The works that build this philosophical approach have received several awards, and some of them are also being published in Italian, Portuguese, English and German.

== Works ==

- Raó i fonament, Barcelona, PPU, 1988. ISBN 978-84-7665-235-0
- Responsabilitat i món de la vida. Estudi sobre la fenomenologia husserliana, Barcelona, Anthropos, 1992. ISBN 978-84-7658-337-1
- D'Europa als homes, Barcelona, Cruïlla, 1994. ISBN 978-84-7629-876-3
- Tres ensayos de filosofía política, Barcelona, EUB, 1996. ISBN 84-89607-71-0
- La frivolidad política del final de la historia, Madrid, Caparrós, 1998. ISBN 84-87943-67-5
- Què és el personalisme? Introducció a la lectura d'Emmanuel Mounier, Barcelona, Pòrtic, 2001. ISBN 84-7306-758-4
- Uno mismo y los otros. De las experiencias existenciales a la interculturalidad, Barcelona, Herder, 2005. ISBN 84-254-2440-2
- El respeto o la mirada atenta, Barcelona, Gedisa, 2006. ISBN 84-9784-130-1
- El respirar dels dies, Barcelona, Paidós, 2009. ISBN 978-84-493-2226-6
- Los filósofos contemporáneos y la técnica. De Ortega a Sloterdijk, Barcelona, Gedisa, 2011. ISBN 978-84-9784-679-0
- La resistència íntima: Assaig d'una filosofia de la proximitat. Barcelona, Quaderns Crema, 2015. ISBN 978-84-7727-565-7[4]
- La penúltima bondat: Assaig sobre la vida humana, Barcelona, Quaderns Crema, 2018. ISBN 978-84-7727-587-9[5]
- Humà, més humà: Una antropologia de la ferida infinita, Quaderns Crema, 2021. ISBN 978-84-7727-644-9

== Translated works ==

- Respeito ou o olhar atento. Uma ética para a era da ciencia e da tecnologia, Belo Horizonte, Autêntica Editora, 2008. ISBN 978-85-7526-322-8
- O respirar dos días. Uma refexão filosófica sobre a experiência do tempo, Belo Horizonte, Autêntica Editora, 2010. ISBN 978-85-7526-509-3
- La resistenza intima. Saggio su una filosofia della prossimità, Milano, Vita e Pensiero, 2018. ISBN 978-88-343-3403-4
- La penúltima bontà. Saggio sulla vita humana, Milano, Vita e Pensiero, 2019. ISBN 978-88-343-3781-3
- A Resistência Íntima. Essaio de uma filosofia da proximidade, Lisboa, Ediçoes 70, 2020. ISBN 978-972-44-2333-3
- Umano, più umano. Un’antropologia della ferita infinita, Milano, Vita e Pensiero, 2021.
- The Intimate Resistance. A Philosophy of proximity, Full d’Estampa, London, 2021. ISBN 978-1-913744-08-3
- Der intime Widerstand.
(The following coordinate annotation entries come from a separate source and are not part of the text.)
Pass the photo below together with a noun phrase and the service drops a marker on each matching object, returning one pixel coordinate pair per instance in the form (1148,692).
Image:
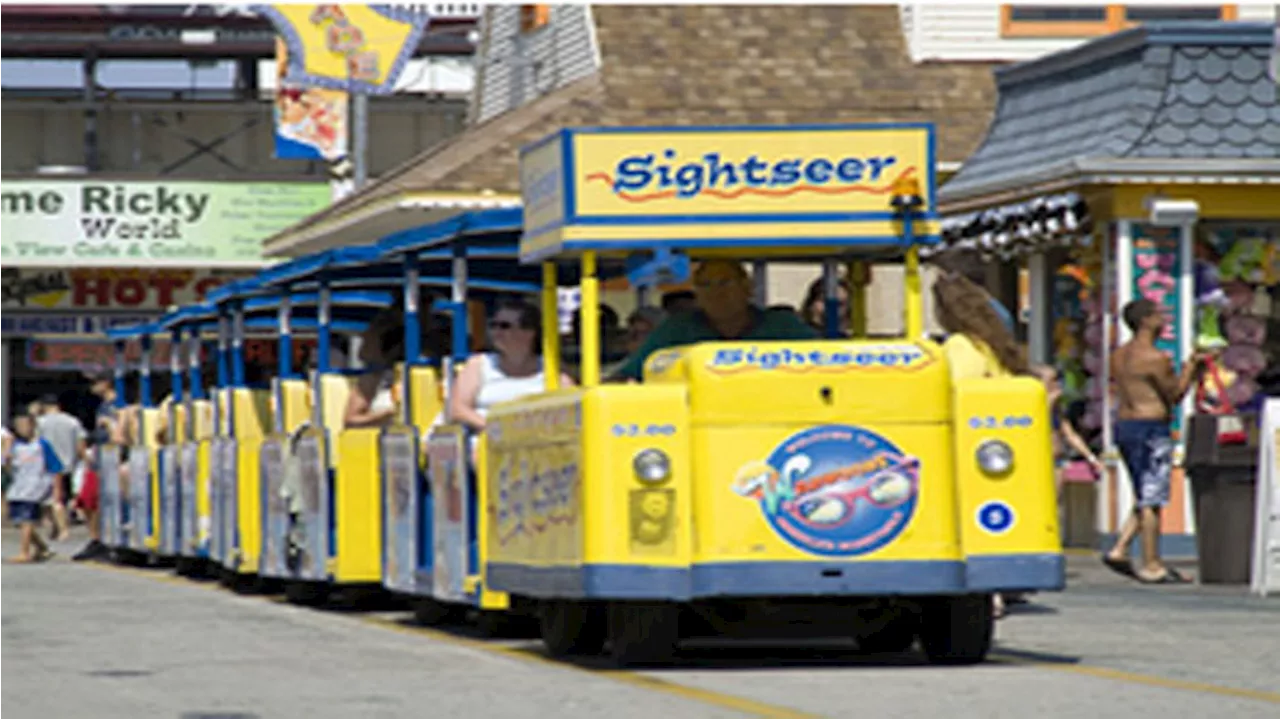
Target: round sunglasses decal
(835,490)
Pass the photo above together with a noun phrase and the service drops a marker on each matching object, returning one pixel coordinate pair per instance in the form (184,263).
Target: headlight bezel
(652,466)
(995,457)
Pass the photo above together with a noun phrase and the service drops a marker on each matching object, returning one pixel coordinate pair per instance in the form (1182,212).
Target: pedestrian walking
(1148,390)
(67,436)
(32,465)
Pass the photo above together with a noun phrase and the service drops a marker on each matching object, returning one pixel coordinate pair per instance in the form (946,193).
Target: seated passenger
(814,308)
(978,342)
(722,291)
(373,401)
(511,371)
(640,325)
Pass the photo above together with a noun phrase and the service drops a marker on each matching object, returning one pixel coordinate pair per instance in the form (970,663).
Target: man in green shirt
(725,314)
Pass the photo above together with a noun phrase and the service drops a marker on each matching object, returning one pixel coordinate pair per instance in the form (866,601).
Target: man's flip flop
(1119,566)
(1169,577)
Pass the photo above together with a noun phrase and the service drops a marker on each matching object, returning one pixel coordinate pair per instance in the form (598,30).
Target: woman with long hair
(814,308)
(513,369)
(978,342)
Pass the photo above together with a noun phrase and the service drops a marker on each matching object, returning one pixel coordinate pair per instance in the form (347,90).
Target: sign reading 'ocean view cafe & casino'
(149,224)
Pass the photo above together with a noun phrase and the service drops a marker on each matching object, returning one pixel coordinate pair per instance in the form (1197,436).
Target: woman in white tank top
(511,371)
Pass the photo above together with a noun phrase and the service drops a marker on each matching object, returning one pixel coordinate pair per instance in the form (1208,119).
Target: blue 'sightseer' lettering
(769,360)
(638,172)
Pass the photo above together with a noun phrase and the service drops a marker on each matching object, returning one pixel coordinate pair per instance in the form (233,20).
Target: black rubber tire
(958,630)
(572,628)
(432,613)
(643,633)
(306,594)
(504,624)
(191,568)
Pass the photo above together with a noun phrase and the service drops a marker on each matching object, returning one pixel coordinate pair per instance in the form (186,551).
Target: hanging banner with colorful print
(310,122)
(348,47)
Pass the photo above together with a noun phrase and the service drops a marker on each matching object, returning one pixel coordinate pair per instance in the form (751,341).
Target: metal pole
(412,335)
(360,138)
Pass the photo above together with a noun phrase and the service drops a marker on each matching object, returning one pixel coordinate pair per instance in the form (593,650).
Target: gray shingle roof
(1164,91)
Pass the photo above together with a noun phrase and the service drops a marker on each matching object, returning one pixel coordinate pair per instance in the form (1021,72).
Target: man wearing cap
(67,436)
(722,292)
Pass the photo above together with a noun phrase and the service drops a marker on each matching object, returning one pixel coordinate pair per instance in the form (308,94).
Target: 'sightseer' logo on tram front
(640,178)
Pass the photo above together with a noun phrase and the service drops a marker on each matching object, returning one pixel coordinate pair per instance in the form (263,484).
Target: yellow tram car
(748,488)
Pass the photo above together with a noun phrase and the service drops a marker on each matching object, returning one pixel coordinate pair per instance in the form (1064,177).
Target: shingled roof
(709,64)
(1169,97)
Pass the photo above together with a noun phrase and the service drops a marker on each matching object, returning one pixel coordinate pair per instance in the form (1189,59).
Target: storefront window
(1093,21)
(1077,316)
(534,17)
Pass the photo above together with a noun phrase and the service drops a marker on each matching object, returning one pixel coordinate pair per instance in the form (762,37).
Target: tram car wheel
(191,568)
(572,627)
(504,624)
(958,630)
(643,633)
(306,594)
(432,613)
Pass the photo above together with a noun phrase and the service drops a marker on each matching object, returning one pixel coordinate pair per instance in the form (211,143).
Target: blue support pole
(120,367)
(193,379)
(145,372)
(176,365)
(237,344)
(324,337)
(286,343)
(831,302)
(223,349)
(458,296)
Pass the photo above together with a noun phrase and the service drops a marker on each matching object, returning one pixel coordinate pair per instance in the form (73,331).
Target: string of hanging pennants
(1022,228)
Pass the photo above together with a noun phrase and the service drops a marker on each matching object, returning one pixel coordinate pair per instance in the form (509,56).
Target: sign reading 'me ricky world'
(809,189)
(151,224)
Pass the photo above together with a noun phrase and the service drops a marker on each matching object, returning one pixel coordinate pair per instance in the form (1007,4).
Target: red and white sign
(36,289)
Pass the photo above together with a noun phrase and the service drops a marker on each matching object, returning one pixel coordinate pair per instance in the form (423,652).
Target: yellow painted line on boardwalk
(1147,679)
(643,681)
(717,699)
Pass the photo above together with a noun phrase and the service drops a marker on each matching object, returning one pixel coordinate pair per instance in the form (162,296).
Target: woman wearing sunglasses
(373,402)
(513,369)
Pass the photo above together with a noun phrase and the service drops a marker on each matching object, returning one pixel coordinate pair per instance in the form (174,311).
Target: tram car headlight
(995,457)
(652,466)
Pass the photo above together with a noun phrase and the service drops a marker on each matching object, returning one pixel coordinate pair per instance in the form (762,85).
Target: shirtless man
(1148,392)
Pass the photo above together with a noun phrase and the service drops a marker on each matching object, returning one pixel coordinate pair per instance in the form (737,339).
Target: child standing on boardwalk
(32,467)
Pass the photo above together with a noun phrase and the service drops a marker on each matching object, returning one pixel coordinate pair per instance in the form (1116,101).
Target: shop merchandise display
(1238,314)
(1078,338)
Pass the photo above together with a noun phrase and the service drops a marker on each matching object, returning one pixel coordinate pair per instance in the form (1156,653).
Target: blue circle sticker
(996,517)
(835,490)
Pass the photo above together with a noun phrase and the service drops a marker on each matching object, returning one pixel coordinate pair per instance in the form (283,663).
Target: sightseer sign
(147,224)
(620,189)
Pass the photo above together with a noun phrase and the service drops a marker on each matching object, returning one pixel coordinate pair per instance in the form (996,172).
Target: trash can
(1224,490)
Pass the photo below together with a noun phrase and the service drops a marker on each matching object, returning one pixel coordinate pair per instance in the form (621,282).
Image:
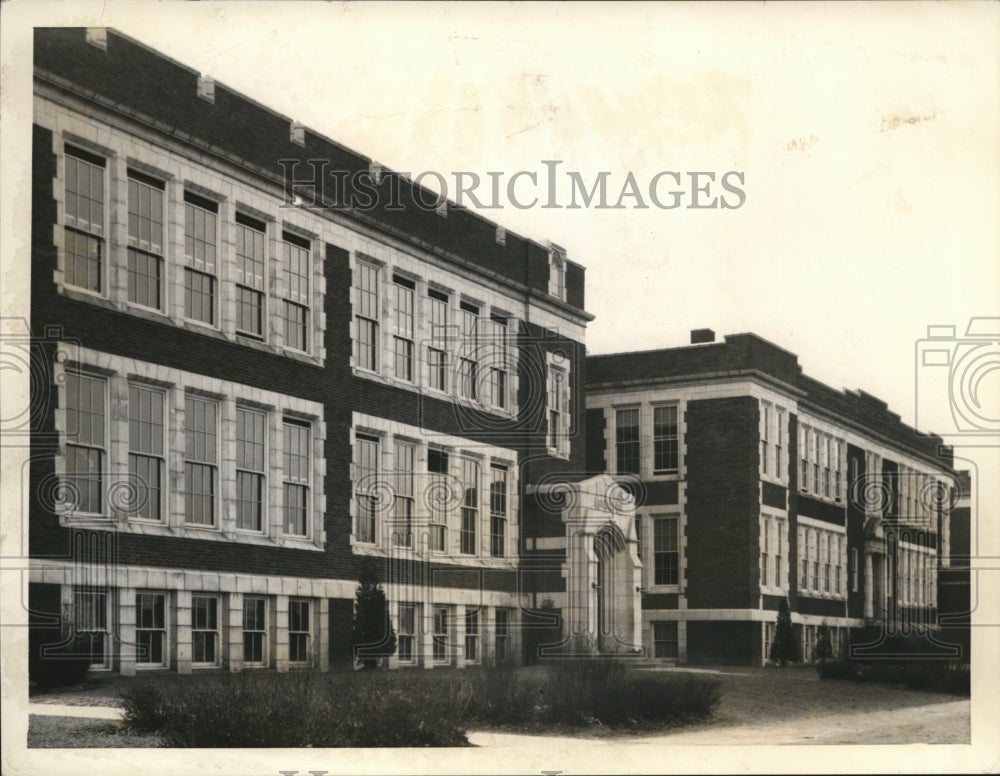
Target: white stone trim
(458,448)
(123,150)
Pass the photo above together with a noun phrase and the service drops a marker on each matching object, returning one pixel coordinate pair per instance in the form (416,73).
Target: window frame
(211,466)
(407,633)
(104,606)
(404,326)
(499,503)
(253,225)
(294,247)
(404,456)
(194,204)
(672,535)
(100,450)
(673,637)
(471,640)
(671,440)
(162,488)
(621,443)
(215,631)
(296,483)
(163,630)
(437,350)
(300,634)
(262,630)
(437,539)
(259,475)
(363,473)
(134,242)
(470,508)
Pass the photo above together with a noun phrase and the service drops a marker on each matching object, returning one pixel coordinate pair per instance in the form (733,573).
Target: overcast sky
(865,137)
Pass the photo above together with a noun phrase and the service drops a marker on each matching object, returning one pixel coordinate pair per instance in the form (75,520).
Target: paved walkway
(65,710)
(938,723)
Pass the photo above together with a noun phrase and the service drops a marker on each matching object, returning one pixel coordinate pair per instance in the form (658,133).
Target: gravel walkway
(759,706)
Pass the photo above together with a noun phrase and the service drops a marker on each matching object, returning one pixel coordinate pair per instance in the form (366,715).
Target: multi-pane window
(468,362)
(145,449)
(502,635)
(295,305)
(779,525)
(403,320)
(406,633)
(250,490)
(150,629)
(557,275)
(838,451)
(814,557)
(437,352)
(839,567)
(827,451)
(366,462)
(827,541)
(779,436)
(298,631)
(440,638)
(84,220)
(145,241)
(437,466)
(765,530)
(496,382)
(627,441)
(366,316)
(86,440)
(90,622)
(818,439)
(251,275)
(804,460)
(470,505)
(854,569)
(498,511)
(200,245)
(254,630)
(557,409)
(402,531)
(665,639)
(804,556)
(664,439)
(472,635)
(200,459)
(665,552)
(295,469)
(205,630)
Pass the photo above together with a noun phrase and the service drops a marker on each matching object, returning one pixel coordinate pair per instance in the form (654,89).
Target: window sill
(467,404)
(185,324)
(146,528)
(478,561)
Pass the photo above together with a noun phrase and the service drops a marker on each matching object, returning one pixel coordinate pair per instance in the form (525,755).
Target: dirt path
(759,706)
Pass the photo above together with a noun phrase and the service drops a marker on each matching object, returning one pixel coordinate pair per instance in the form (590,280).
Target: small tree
(374,636)
(784,647)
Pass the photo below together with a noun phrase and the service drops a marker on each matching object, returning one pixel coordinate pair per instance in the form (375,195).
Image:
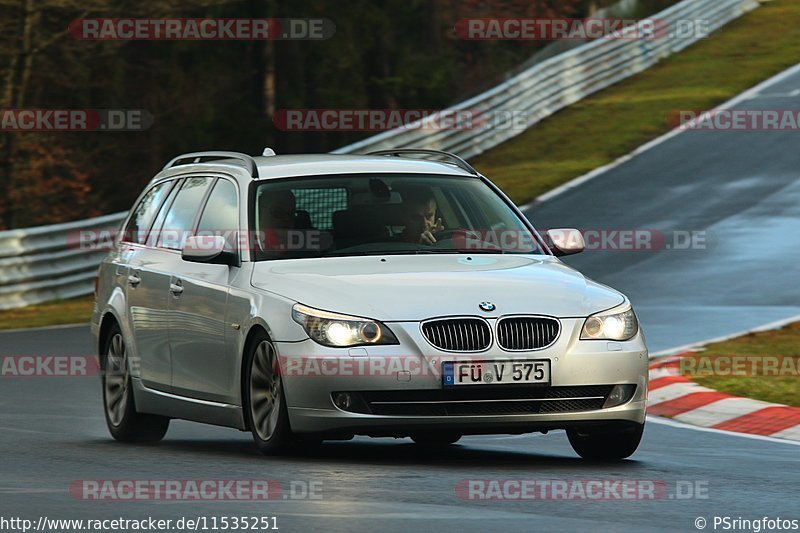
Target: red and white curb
(674,396)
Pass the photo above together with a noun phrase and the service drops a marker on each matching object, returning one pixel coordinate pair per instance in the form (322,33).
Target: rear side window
(139,224)
(183,212)
(221,214)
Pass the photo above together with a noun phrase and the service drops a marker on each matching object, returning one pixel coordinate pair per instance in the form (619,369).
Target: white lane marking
(722,411)
(681,425)
(676,390)
(792,433)
(747,95)
(45,328)
(792,94)
(690,347)
(663,372)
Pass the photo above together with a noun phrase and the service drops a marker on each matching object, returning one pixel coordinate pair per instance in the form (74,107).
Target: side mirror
(566,241)
(205,249)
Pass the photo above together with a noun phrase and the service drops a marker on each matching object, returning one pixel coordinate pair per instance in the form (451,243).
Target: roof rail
(207,157)
(454,159)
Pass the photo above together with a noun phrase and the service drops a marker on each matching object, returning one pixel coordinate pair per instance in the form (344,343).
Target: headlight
(613,325)
(340,331)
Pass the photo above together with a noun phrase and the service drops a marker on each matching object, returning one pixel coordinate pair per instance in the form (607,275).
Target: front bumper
(313,373)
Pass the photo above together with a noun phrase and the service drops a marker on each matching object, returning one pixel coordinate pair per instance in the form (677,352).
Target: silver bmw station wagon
(394,294)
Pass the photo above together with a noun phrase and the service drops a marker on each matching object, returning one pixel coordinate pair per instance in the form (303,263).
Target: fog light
(343,400)
(619,394)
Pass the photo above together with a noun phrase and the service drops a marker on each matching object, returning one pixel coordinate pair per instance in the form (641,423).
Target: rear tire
(123,422)
(438,438)
(264,399)
(610,443)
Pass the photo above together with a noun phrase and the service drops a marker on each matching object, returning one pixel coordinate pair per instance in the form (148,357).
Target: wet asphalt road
(741,189)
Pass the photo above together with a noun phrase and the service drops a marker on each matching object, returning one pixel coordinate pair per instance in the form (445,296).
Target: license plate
(457,373)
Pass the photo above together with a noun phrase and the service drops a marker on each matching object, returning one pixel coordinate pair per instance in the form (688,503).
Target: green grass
(614,122)
(783,389)
(49,314)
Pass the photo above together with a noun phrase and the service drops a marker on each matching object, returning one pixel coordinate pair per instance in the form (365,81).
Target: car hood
(412,288)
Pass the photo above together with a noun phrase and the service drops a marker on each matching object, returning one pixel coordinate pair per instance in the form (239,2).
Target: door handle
(176,288)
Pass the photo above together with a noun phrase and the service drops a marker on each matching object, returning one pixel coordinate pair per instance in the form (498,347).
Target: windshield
(347,215)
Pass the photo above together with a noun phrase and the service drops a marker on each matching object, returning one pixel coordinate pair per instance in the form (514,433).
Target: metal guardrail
(50,262)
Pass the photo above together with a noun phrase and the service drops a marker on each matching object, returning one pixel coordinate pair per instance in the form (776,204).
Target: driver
(421,223)
(277,220)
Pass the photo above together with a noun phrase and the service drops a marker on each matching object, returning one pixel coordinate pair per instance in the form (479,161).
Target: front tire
(265,401)
(612,443)
(123,422)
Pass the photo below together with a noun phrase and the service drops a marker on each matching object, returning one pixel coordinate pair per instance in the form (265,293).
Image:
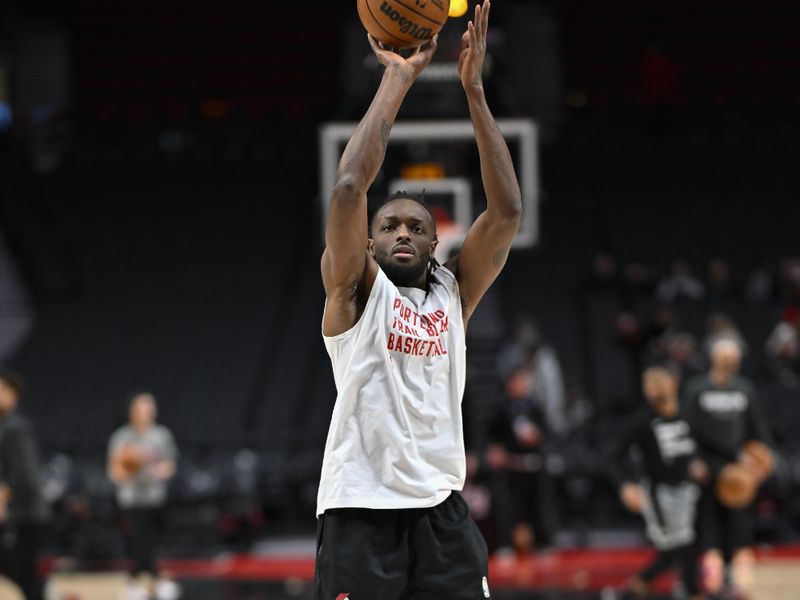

Eine Philosophie der Nähe, Meiner Verlag, Hamburg, 2021. ISBN 978-3-7873-3967-9

== Awards ==
The author has won several awards: in 1993, he won the Essay Prize from the Joan Maragall Foundation for the book D’Europa als homes, while in 2015 he won a prize named "Ciutat de Barcelona Award" in the category of Essay, Social Sciences and Humanities for his book The intimate resistance. One year later, in 2016, Josep Maria Esquirol won the Spanish National Essay Prize, also for his work The intimate resistance.